Have a question about this project? Sign up for a free GitHub account to open an issue and contact its maintainers and the community.

By clicking “Sign up for GitHub”, you agree to our terms of service and privacy statement. We’ll occasionally send you account related emails.

Already on GitHub? Sign in to your account

Different Caikit server instances returns different protos #237

Open
kpouget opened this issue Oct 17, 2023 · 8 comments
Open

Different Caikit server instances returns different protos #237

kpouget opened this issue Oct 17, 2023 · 8 comments

Comments

@kpouget
Copy link

kpouget commented Oct 17, 2023

Describe the bug

As part of my automated testing, I observed that some requests were returning very quickly.

Investigations highlighted that min_new_tokens: 0 was the reason for the quick return:

  • max_new_tokens: 25, min_new_tokens: 0
  • Request generated 5 tokens before EosToken

while the query is set with max_new_tokens == min_new_tokens.

Further investigations let to this reproducer:

HOST_1=flan-t5-small-cpu-1-predictor-watsonx-e2e-0.apps.20231017-06h53-watsonx-ci-kpouget.psap.aws.rhperfscale.org:443;
HOST_2=flan-t5-small-cpu-2-predictor-watsonx-e2e-1.apps.20231017-06h53-watsonx-ci-kpouget.psap.aws.rhperfscale.org:443;

get_proto() {
    grpcurl -insecure $1 describe caikit.runtime.Nlp.TextGenerationTaskRequest
}

get_proto $HOST_1 > 1
get_proto $HOST_2 > 2

echo diff
diff --side <(get_proto $HOST_1) <(get_proto $HOST_2)

1.log | 2.log

image

which highlights that the protos returned by two endpoints running the same image are different.

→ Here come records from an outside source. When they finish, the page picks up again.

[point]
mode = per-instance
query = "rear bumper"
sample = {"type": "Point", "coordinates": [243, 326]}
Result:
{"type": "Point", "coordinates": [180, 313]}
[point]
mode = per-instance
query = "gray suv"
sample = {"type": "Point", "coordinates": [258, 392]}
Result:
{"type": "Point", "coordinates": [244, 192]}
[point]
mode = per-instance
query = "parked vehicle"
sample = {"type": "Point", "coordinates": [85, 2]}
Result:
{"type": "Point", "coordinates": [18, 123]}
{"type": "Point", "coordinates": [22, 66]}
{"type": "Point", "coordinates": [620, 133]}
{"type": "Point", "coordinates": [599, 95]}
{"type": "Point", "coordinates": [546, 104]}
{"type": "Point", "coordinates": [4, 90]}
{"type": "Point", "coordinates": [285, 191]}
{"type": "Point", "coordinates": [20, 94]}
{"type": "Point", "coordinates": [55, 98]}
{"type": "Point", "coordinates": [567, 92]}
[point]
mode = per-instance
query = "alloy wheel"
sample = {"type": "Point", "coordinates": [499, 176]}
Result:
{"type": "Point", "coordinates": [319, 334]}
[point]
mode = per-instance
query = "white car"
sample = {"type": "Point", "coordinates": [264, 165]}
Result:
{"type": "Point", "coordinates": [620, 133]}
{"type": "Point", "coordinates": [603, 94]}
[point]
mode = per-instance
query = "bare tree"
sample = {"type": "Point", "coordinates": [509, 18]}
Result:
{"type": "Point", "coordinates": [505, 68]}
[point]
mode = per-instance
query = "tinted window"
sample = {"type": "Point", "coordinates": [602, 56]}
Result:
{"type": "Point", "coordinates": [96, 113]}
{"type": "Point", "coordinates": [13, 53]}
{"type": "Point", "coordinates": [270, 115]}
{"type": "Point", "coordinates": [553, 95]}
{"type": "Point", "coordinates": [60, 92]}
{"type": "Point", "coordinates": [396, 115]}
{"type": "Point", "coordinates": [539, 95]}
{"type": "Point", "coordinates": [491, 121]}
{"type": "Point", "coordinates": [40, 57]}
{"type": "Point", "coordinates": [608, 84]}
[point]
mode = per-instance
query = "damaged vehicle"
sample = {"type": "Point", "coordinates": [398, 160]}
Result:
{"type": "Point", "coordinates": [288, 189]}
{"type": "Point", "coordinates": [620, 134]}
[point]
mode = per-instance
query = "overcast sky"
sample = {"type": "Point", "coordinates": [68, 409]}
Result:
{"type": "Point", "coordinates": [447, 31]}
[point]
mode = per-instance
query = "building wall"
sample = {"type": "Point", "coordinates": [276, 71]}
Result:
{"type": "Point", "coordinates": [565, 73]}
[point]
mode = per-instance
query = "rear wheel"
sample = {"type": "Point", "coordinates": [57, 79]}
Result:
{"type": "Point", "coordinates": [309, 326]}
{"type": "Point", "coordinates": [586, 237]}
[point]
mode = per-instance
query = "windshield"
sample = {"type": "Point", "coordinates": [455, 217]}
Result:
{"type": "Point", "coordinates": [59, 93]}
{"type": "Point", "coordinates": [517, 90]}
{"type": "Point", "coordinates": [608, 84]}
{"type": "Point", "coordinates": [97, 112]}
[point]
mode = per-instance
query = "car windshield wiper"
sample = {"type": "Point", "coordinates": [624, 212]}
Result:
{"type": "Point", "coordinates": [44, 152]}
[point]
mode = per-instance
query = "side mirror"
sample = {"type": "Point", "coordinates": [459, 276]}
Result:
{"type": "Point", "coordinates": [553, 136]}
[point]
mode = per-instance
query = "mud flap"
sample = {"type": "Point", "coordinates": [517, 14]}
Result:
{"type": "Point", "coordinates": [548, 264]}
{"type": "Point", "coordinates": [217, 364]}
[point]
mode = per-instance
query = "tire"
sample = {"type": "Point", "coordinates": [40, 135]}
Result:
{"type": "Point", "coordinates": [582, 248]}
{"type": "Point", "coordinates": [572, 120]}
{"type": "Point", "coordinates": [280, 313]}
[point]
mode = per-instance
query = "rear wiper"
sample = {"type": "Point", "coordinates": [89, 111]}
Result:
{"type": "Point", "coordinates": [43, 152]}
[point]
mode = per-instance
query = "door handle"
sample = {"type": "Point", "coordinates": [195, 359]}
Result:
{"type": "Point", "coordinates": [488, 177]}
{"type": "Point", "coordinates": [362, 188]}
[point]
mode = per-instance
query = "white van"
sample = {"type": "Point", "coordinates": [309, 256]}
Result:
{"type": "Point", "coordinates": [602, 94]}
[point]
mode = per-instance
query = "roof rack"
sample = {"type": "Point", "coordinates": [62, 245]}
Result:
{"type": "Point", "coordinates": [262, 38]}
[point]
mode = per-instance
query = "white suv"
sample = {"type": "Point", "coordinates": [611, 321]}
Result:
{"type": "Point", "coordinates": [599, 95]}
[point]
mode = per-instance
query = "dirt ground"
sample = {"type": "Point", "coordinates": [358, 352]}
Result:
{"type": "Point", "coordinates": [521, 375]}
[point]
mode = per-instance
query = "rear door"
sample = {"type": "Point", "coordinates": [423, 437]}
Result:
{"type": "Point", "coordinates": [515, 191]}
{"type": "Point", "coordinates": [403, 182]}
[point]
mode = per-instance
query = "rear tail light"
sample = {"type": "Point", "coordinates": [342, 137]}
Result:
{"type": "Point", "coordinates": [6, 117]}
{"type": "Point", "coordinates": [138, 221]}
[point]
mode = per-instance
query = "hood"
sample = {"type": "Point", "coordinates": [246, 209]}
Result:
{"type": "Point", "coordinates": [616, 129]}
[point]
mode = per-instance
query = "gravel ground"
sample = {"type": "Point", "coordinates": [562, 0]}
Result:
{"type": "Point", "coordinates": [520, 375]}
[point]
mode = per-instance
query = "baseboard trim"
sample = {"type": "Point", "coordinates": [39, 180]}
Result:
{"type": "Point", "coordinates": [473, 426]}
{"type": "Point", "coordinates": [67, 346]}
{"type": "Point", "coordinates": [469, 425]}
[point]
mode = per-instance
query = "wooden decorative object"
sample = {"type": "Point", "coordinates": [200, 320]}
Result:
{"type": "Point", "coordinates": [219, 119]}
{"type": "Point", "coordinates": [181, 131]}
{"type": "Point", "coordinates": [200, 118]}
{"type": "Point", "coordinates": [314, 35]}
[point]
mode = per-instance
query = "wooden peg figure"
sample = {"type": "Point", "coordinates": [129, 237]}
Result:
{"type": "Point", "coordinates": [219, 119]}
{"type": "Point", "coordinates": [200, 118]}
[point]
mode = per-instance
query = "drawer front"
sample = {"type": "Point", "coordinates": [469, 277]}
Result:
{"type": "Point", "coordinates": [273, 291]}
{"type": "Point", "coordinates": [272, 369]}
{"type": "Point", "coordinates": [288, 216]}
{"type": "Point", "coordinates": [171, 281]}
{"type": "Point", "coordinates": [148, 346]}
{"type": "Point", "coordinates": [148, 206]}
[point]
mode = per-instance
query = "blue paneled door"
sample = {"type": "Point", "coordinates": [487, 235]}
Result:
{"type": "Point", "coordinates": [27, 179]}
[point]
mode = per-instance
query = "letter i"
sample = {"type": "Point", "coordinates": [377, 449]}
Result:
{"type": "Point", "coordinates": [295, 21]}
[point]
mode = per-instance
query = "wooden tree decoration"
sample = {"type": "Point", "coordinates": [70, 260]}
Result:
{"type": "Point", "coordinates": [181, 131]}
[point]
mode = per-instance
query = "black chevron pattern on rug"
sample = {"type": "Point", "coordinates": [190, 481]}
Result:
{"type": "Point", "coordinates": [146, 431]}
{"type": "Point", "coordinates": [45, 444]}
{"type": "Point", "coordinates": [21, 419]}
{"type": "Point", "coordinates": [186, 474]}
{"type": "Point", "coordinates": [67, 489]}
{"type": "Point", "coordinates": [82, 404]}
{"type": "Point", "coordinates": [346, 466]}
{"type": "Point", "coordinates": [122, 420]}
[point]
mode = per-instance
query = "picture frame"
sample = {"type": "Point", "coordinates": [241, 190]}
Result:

Image is quay.io/opendatahub/caikit-tgis-serving@sha256:794adc22d52cb3ac4b5aadfb286e8431cca829acdc4909719329cf8c4fabb4ec

Platform

Caikit packages in this image have this version:

caikit                  0.19.3
caikit-nlp              0.0.1                   /caikit/src/caikit-nlp
caikit-tgis-backend     0.1.18

Python 3.9

Sample Code

See above.

The invalid launch happens ~50% of the time, from what I observed.

Expected behavior

The prototypes are always the same.

Observed behavior

The prototypes do not have the same ordering.
No error printed anywhere.

Additional info

The location of this block (+ the field numbering) is the key difference between the "different versions" of the protos:

  oneof _preserve_input_text {
    bool preserve_input_text = 15;
  }
@kpouget
Copy link
Author

kpouget commented Oct 18, 2023

I have a simpler reproducer !

#! /bin/bash

TARGET_PROTO=serverstreamingtextgenerationtaskrequest.proto
TRIES=10

mkdir -p /tmp/proto.ref /tmp/proto.cmp/

echo "Generating the reference protos ..."
RUNTIME_LIBRARY=caikit_nlp python -m caikit.runtime.dump_services /tmp/proto.ref 2>/dev/null

target_proto_sum=$(cat /tmp/proto.ref/$TARGET_PROTO | sha256sum)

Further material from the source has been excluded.